Me Made MärzHeute zum letzten Mal ein Einblick vom MeMadeMärz, dieses Mal für eine kleine Rückschau bzw. ein  Resümee. Die drei tapferen Damen, die an diesem Projekt teilgenommen haben, resümieren wie gewohnt auf ihren Blogs.

Bei mir war diese Woche echt die Luft raus, ich habe so gut wie nicht genäht und darum gibt es auch kein Frühlingskleid zum Zeigen. Vor dem MMM habe ich mich auch gedrückt, und die Frühlingspost habe ich nur aufgehängt und mich nicht einmal bei Noz bedankt.

Im Grunde bin ich dem WWW und meinem Blog nicht zu nahe gekommen. Allerdings habe ich MeMade getragen, denn die neuen Sachen aus diesem Monat sind sehr alltagstauglich. Irgendwie hatte ich auch keine Lust, zu meinen Jeans und Fleeceshirts zurückzukehren. Komplett werde ich das wohl auch nicht tun, dieser Monat hat mich ermutigt, mehr Selbstgenähtes zu tragen, was ja irgendwie auch der Plan war. Durch die vielen neuen Sachen, die dazugekommen sind, steht mein Kleiderschrank vor einer großen Aussortier-Orgie, die ich mir während meines Urlaubs in der nächsten Woche gönnen werde. Das Examenskostüm  vom 10. März und 12. September wird dabei seinen Weg in die Altkleidersammlung finden, es hatte seine Zeit und die ist jetzt vorbei.

Verzichten werde ich aber genauso wenig auf Jeans und Shirts, denn sie passen einfach zu meinem Lebensstil. Ich kann mir nicht ernsthaft vorstellen, wie ich  in der Norma Holz hacke oder im Lutterloh-Kleid  auf den Knien liege, und in der Erde herumwühle. Allerdings kann ich mir vorstellen, dass die nächste Jeans selbst genäht wird. Die Zeit, die ich für die Suche nach einem passenden Exemplar verschwende, kann ich – einen passenden Schnitt und Stoff vorrausgesetzt –  sinnvoller an der Nähmaschine verbringen, und mit einem weit befriedigerendem Resultat. Und die Endstation im Lebenszyklus einer Jeans heißt bei mir irgendwann „Gartenhose“.

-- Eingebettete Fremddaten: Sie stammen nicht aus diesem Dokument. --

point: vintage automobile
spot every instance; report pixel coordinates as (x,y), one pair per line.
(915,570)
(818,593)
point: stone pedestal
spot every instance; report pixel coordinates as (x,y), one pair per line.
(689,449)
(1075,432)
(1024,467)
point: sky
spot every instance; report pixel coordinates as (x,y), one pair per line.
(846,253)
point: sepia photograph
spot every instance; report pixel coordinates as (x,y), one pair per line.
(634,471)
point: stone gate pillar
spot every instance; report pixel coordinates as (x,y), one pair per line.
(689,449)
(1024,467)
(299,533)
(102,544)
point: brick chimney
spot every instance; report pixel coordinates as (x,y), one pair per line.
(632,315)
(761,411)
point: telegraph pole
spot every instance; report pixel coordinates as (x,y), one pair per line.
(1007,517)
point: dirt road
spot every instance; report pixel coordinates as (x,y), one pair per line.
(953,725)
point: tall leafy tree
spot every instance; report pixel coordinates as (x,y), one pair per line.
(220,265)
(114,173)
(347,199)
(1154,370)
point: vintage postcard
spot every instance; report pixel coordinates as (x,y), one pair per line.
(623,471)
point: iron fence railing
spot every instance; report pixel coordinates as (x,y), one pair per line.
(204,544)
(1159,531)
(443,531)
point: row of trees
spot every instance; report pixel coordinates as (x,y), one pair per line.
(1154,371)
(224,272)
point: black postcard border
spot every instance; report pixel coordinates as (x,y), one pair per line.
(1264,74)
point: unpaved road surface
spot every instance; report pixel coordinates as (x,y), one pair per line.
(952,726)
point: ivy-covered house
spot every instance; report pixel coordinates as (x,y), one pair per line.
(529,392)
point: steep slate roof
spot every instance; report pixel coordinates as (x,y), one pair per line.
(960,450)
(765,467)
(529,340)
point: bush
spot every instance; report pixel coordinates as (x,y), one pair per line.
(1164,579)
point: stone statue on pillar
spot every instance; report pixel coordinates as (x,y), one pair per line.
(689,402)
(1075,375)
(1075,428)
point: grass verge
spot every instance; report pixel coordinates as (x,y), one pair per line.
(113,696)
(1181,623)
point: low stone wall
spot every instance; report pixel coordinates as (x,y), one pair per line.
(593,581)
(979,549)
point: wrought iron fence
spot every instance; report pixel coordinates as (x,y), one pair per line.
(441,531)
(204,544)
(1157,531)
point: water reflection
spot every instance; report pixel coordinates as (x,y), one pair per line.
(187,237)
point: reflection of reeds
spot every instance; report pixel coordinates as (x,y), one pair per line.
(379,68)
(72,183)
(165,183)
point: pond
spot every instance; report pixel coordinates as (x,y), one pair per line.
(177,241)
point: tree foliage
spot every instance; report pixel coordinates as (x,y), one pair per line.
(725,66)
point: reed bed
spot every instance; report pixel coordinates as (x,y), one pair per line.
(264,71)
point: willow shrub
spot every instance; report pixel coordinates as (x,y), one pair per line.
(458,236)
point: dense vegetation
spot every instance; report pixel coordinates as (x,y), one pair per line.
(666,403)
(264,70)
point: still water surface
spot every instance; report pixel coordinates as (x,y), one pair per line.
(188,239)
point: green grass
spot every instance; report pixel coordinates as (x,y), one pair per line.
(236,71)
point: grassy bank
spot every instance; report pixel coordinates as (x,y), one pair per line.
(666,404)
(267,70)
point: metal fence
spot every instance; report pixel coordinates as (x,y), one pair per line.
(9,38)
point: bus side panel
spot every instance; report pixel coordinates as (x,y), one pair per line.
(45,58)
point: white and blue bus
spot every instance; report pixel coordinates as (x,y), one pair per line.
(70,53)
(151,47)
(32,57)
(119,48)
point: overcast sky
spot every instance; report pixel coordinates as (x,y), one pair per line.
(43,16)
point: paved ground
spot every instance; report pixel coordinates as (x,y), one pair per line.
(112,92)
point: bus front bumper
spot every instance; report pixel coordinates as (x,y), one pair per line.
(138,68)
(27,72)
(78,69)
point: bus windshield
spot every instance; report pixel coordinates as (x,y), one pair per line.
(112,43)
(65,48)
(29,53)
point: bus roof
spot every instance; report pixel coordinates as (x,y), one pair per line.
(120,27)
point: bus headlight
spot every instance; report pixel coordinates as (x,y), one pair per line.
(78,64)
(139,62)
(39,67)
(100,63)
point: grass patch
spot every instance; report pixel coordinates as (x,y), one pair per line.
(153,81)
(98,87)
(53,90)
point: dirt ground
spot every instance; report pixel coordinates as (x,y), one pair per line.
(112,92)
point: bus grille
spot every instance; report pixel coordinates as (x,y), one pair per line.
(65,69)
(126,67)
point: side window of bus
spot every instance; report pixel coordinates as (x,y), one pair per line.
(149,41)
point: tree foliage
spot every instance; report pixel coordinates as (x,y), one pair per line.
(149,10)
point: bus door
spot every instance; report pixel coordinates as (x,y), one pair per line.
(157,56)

Ich habe in diesem März mehr genäht, als im gesamten letzten Jahr zusammen: 2 Kleider (das vom ersten März zähle ich dazu, denn es wäre ohne die Aktion nicht genäht worden) (1. u. 26. März), 3 Röcke (13., 20., 28. März) 2 Jacken (6., 9. März) und 3 Shirts (18. – 20. März). Außerdem 2 Kinderjacken. Das ist eine Bilanz, mit der ich zufrieden und auf die ich auch ein bisschen stolz bin. Mein Stofflager ist zwar immer noch gut gefüllt, aber für Neukäufe und neue Pläne gilt habe ich mir eine neue Regel aufgestellt: Die neuen Sachen müssen sich mit den alten kombinieren lassen (das gilt nicht für Kleider, logischerweise). Ettliche der Stoffkäufe aus jüngerer Zeit gehorchen bereits dieser Regel, und für die Erbstücke kann ich sie naturgemäß nur eingeschränkt anwenden.

Ein paar wärmere Stoffe will ich noch vernähen, aber für den Sommer plane ich ein SWAP, ein  „sewing with a plan“, vielleicht sogar als vernetzte Aktion, wie es bereits für die kalte Jahreszeit von Immi, Mema und Pimo organisiert worden ist. Alle diese Einzelstücke brauchen dringend passenden Partner. Ihr seht, ich stecke schon wieder voller neuer Pläne, was das Nähen angeht. Mal sehen, wie weit ich komme. Die Gartensaison beginnt in der nächsten Woche und heute fahre ich nach Berlin, um mich beim Staudenmarkt im Botanischen Garten darauf einzustimmen.